The multiplication of N numbers, from 1 to N is called factorial, and denoted $N!$, with $0!$ defined as 1. A permutations is an ordered selection of k items from a set of N items, given by:
$$ P(N,k) = N! / (N - k)! $$
A combination is an unordered selection of k items from a set of N items, and given by:
$$ C(N,k) = N! / (N - k)! * k! $$
It all boils down to: don’t play Power Ball, or any other such lotteries since the odds are firmly stacked against you.

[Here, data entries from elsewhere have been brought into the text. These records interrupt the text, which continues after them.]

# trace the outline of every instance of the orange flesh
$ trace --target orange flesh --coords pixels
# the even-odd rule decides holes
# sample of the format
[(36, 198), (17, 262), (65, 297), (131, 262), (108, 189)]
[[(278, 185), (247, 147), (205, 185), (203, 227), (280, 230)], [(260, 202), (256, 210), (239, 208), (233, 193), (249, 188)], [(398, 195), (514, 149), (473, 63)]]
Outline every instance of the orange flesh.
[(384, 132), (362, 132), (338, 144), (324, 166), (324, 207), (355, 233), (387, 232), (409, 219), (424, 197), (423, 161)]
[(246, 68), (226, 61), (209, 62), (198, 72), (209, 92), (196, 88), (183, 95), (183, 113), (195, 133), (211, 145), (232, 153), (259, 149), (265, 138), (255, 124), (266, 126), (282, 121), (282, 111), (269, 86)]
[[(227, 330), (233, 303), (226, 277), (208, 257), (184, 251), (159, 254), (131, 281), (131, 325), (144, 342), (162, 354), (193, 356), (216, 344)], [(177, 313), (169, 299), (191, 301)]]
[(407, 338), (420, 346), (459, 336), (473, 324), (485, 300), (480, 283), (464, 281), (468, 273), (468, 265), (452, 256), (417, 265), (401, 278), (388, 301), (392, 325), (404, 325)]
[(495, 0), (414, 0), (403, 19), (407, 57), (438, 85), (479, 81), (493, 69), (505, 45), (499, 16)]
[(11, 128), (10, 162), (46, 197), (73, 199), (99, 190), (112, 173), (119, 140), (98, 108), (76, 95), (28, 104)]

Solutions in a couple of languages
Here are a couple of ways to calculate the figure above.
Python
Using the names from the analysis above, we get a rather long solution:
import functools as ft # for reduce
# n: the number of options, p: how many "power ball" options there are, k: the number of allowed numbers that can be chosen
def numberOfPowerBallDraws(n,p,k):
return ft.reduce(lambda a,b: a*b, range(n-k+1,n+1)) * p
def waysToOrderKNumbers(k):
return ft.reduce(lambda a,b: a*b, range(1,k+1))
def correctNumberOfPowerBallDraws(n,p,k):
return numberOfPowerBallDraws(n,p,k) / waysToOrderKNumbers(k)
p, n, k = 20, 50, 5
print(correctNumberOfPowerBallDraws(n,p,k))
# output 42375200.0
Some points to note:
- The function
range(a,b)produce a closed, open interval from a through b, so b itself is not included. - The
reducefunction needs to be imported from functools since it is not part of the base Python system in the REPL anymore.
We can simplify the code into one line, which is less readable but more concise:
import functools as ft
p, n, k = 20, 50, 5
ft.reduce(lambda a,b: a*b, range(n-k+1,n+1)) * p / ft.reduce(lambda a,b: a*b, range(1,k+1))
# output 42375200.0
Noticing that we multiply lists in two places, we can simplify even more by adding a mul(r) product function like this.
import functools as ft
def mul(r): return ft.reduce(lambda a,b: a*b, r)
p, n, k = 20, 50, 5
mul(range(n-k+1,n+1)) * p / mul(range(1,k+1))
# output 42375200.0
Much better, but still to me at least, not as clean as it could be.
Haskell
Prelude> let draws n p k = product [n, (n-1) .. (n-k+1)] * p / product [1 .. k]
Prelude> draws 50 20 5
-- outputs 4.23752e7
In my opinion, the simplest, most straightforward, most beautiful code.